Why You Care
Ever wonder why your AI sometimes gives you brilliant answers, and other times, it just… doesn’t? What if a single word or phrase could drastically change its performance? New research from Mohamed Insaf Ismithdeen, Muhammad Uzair Khattak, and Salman Khan suggests this is precisely the case for Large Multimodal Models (LMMs).
This finding is crucial for anyone using or building AI. It means the way you phrase your questions directly impacts the AI’s accuracy. This insight could reshape how we interact with AI and evaluate its true capabilities. Are you getting the best out of your AI tools?
What Actually Happened
A recent paper, “Promptception: How Sensitive Are Large Multimodal Models to Prompts?” delves into the often-overlooked aspect of prompt design. The study focuses on LMMs used in Multiple-Choice Question Answering (MCQA). According to the announcement, prompt design for these models has been poorly understood.
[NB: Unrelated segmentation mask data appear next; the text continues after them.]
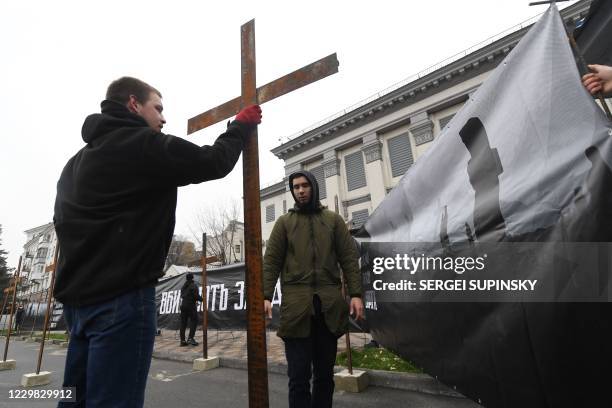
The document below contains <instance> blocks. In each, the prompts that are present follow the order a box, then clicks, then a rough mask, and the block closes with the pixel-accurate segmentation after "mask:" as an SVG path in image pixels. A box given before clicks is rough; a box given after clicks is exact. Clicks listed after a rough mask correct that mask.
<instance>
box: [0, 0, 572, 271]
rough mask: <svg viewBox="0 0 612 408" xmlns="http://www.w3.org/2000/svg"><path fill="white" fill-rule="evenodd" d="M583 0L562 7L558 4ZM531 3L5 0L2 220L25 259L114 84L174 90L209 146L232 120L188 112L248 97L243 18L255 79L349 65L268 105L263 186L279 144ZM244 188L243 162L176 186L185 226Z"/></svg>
mask: <svg viewBox="0 0 612 408" xmlns="http://www.w3.org/2000/svg"><path fill="white" fill-rule="evenodd" d="M573 3H575V1H571V2H564V3H559V5H560V8H564V7H567V6H568V5H570V4H573ZM545 7H546V6H536V7H529V6H528V0H524V1H523V0H521V1H517V0H498V1H491V0H478V1H456V0H445V1H427V2H425V1H422V2H412V1H411V2H407V1H406V2H399V1H378V2H372V1H361V0H353V1H329V0H327V1H319V0H311V1H308V2H289V1H284V2H280V1H277V2H272V1H260V2H255V1H248V2H247V1H215V2H205V1H173V2H170V1H164V2H162V1H153V0H149V1H141V0H135V1H113V0H106V1H104V2H92V1H47V0H39V1H29V0H20V1H2V2H0V38H2V39H3V41H2V42H1V43H0V44H1V49H0V52H1V55H2V62H1V63H0V96H1V98H0V112H1V118H2V121H1V123H0V129H1V136H0V138H1V140H2V143H1V147H0V163H1V165H2V168H1V172H0V180H1V183H0V192H1V193H0V194H1V200H0V224H1V225H2V229H3V231H2V236H1V237H0V239H2V248H3V249H5V250H7V251H9V257H8V260H9V266H11V267H16V266H17V260H18V258H19V255H20V254H21V251H22V247H23V245H24V244H25V234H23V231H25V230H26V229H30V228H33V227H36V226H39V225H42V224H45V223H47V222H50V221H51V220H52V217H53V203H54V200H55V188H56V182H57V179H58V177H59V174H60V172H61V170H62V168H63V166H64V164H65V163H66V161H67V160H68V159H69V158H70V157H71V156H72V155H73V154H74V153H76V151H77V150H78V149H80V148H81V147H82V146H83V141H82V139H81V136H80V131H81V125H82V123H83V119H84V118H85V116H87V115H88V114H90V113H94V112H98V111H99V103H100V101H101V100H102V99H103V97H104V93H105V91H106V87H107V86H108V84H109V83H110V82H111V81H112V80H114V79H116V78H118V77H120V76H123V75H130V76H135V77H138V78H141V79H143V80H145V81H147V82H149V83H150V84H151V85H153V86H155V87H157V88H158V89H159V90H160V91H161V92H162V94H163V97H164V98H163V100H164V107H165V110H164V115H165V117H166V120H167V123H166V126H165V127H164V131H165V132H167V133H169V134H172V135H175V136H180V137H185V138H186V139H188V140H190V141H192V142H194V143H197V144H201V145H202V144H210V143H212V142H213V141H214V139H215V138H216V136H217V135H218V134H219V133H221V132H222V131H223V128H224V125H216V126H213V127H210V128H208V129H205V130H202V131H200V132H197V133H195V134H193V135H190V136H186V129H187V119H189V118H190V117H192V116H194V115H196V114H198V113H200V112H202V111H205V110H208V109H209V108H211V107H214V106H217V105H219V104H221V103H223V102H225V101H227V100H229V99H232V98H234V97H236V96H238V95H239V93H240V26H241V25H242V24H244V23H245V22H247V21H249V20H250V19H252V18H255V37H256V51H257V83H258V85H263V84H265V83H267V82H269V81H271V80H274V79H276V78H278V77H280V76H283V75H285V74H287V73H289V72H291V71H293V70H295V69H298V68H300V67H302V66H304V65H306V64H309V63H311V62H314V61H316V60H318V59H320V58H322V57H324V56H327V55H328V54H331V53H333V52H336V53H337V54H338V60H339V61H340V68H339V73H338V74H335V75H332V76H330V77H328V78H326V79H324V80H322V81H319V82H316V83H314V84H311V85H309V86H308V87H306V88H302V89H300V90H298V91H295V92H293V93H291V94H288V95H285V96H282V97H280V98H278V99H276V100H274V101H271V102H268V103H266V104H264V105H263V106H262V109H263V123H262V124H261V125H260V127H259V148H260V176H261V186H262V187H263V186H266V185H268V184H271V183H274V182H277V181H279V180H280V179H282V177H283V175H284V164H283V161H282V160H280V159H277V158H276V157H275V156H274V155H273V154H272V153H270V149H272V148H273V147H276V146H278V145H279V144H280V142H279V138H284V137H287V136H291V135H293V134H295V133H297V132H299V131H300V130H302V129H304V128H306V127H308V126H310V125H311V124H313V123H315V122H319V121H321V120H323V119H325V118H326V117H328V116H331V115H333V114H335V113H337V112H338V111H341V110H343V109H344V108H346V107H348V106H350V105H353V104H354V103H356V102H358V101H360V100H362V99H364V98H366V97H369V96H371V95H372V94H375V93H377V92H379V91H381V90H383V89H385V88H387V87H389V86H391V85H393V84H394V83H396V82H399V81H401V80H403V79H404V78H407V77H409V76H411V75H413V74H415V73H417V72H419V71H421V70H423V69H425V68H427V67H429V66H431V65H433V64H435V63H437V62H439V61H441V60H444V59H446V58H448V57H450V56H452V55H454V54H456V53H458V52H460V51H463V50H464V49H466V48H469V47H471V46H473V45H475V44H477V43H479V42H481V41H483V40H486V39H487V38H488V37H490V36H493V35H495V34H498V33H500V32H502V31H504V30H506V29H508V28H510V27H512V26H514V25H516V24H519V23H521V22H523V21H525V20H527V19H529V18H530V17H533V16H535V15H537V14H540V13H541V12H543V11H544V10H545ZM241 196H242V165H241V161H240V162H239V164H238V165H237V166H236V168H235V169H234V170H233V171H232V173H231V174H230V175H229V176H228V177H226V178H225V179H223V180H222V181H216V182H208V183H204V184H200V185H194V186H188V187H184V188H181V189H179V202H178V208H177V226H176V233H180V234H183V235H190V233H189V228H188V225H189V223H190V222H193V220H194V217H195V214H196V213H197V211H199V209H205V208H207V207H210V206H215V205H217V203H219V202H222V201H224V200H225V201H230V200H232V199H234V200H236V199H239V198H240V197H241Z"/></svg>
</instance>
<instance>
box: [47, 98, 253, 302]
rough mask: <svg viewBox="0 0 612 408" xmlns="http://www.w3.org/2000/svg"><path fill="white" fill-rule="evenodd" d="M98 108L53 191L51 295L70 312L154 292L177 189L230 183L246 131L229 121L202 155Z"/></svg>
mask: <svg viewBox="0 0 612 408" xmlns="http://www.w3.org/2000/svg"><path fill="white" fill-rule="evenodd" d="M101 106H102V113H101V114H93V115H90V116H88V117H87V119H85V123H84V124H83V129H82V136H83V140H84V141H85V142H86V143H87V145H86V146H85V147H83V148H82V149H81V150H80V151H79V152H78V153H77V154H76V155H75V156H74V157H72V158H71V159H70V160H69V161H68V163H67V164H66V166H65V167H64V170H63V171H62V174H61V176H60V179H59V181H58V183H57V197H56V201H55V215H54V218H53V221H54V223H55V230H56V232H57V236H58V240H59V247H60V255H59V260H58V269H57V278H56V283H55V291H54V294H55V297H56V298H57V299H58V300H59V301H60V302H62V303H65V304H69V305H74V306H83V305H89V304H94V303H98V302H102V301H105V300H109V299H111V298H113V297H116V296H118V295H120V294H122V293H125V292H128V291H130V290H134V289H137V288H141V287H145V286H148V285H154V284H155V283H156V282H157V279H158V278H159V277H161V276H162V275H163V272H162V269H163V266H164V260H165V258H166V255H167V253H168V249H169V247H170V242H171V240H172V234H173V231H174V222H175V210H176V197H177V186H183V185H187V184H191V183H201V182H203V181H206V180H214V179H218V178H221V177H224V176H225V175H227V174H228V173H229V172H230V171H231V170H232V169H233V168H234V165H235V164H236V161H237V160H238V157H239V156H240V153H241V151H242V148H243V139H244V138H245V137H246V136H247V135H248V134H249V133H250V130H251V129H250V128H249V127H248V126H246V125H245V124H243V123H240V122H237V121H234V122H232V123H231V124H230V125H229V126H228V128H227V131H226V132H225V133H224V134H222V135H221V136H219V138H218V139H217V140H216V141H215V143H214V145H212V146H203V147H200V146H197V145H195V144H193V143H190V142H188V141H186V140H184V139H181V138H177V137H174V136H170V135H166V134H163V133H159V132H156V131H155V130H153V129H151V128H149V127H148V126H147V123H146V122H145V120H144V119H143V118H141V117H140V116H138V115H135V114H133V113H131V112H129V111H128V110H127V108H126V107H124V106H123V105H121V104H119V103H116V102H112V101H104V102H102V105H101Z"/></svg>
The researchers developed ‘Promptception,’ a systematic structure for evaluating prompt sensitivity. This structure includes 61 prompt types, categorized across 15 categories and 6 supercategories. The team evaluated 10 LMMs, ranging from open-source options to proprietary models like GPT-4o and Gemini 1.5 Pro. They these models against three MCQA benchmarks: MMStar, MMMU-Pro, and MVBench.
Why This Matters to You
This research has practical implications for your daily AI use. The study found that even minor variations in prompt phrasing can lead to accuracy deviations. These deviations can be as high as 15% for certain prompts and models, as detailed in the blog post. This variability poses a significant challenge for transparent AI evaluation.
Imagine you’re a content creator using an LMM to generate marketing copy. If a slight rephrasing of your prompt leads to a 15% drop in quality, you’re not getting consistent results. This makes it difficult to trust the AI’s output reliably. The company reports that models often showcase their best performance using carefully selected prompts.
Consider this scenario:
| Prompt Variation | Expected Accuracy | Actual Accuracy (Example) |
| ‘Summarize this document.’ | High | 85% |
| ‘Give me a summary of this document.’ | High | 70% |
| ‘Can you please summarize this document for me?’ | High | 75% |
This table illustrates how subtle changes can impact outcomes. How much attention do you pay to your prompt wording? This study suggests you should pay a lot more. What’s more, the paper states that and fair model evaluation is now possible with their new Prompting Principles.
The Surprising Finding
Here’s the twist: the study revealed a surprising difference between proprietary and open-source models. The research shows that proprietary models, such as GPT-4o and Gemini 1.5 Pro, exhibit greater sensitivity to prompt phrasing. This reflects a tighter alignment with instruction semantics, according to the paper.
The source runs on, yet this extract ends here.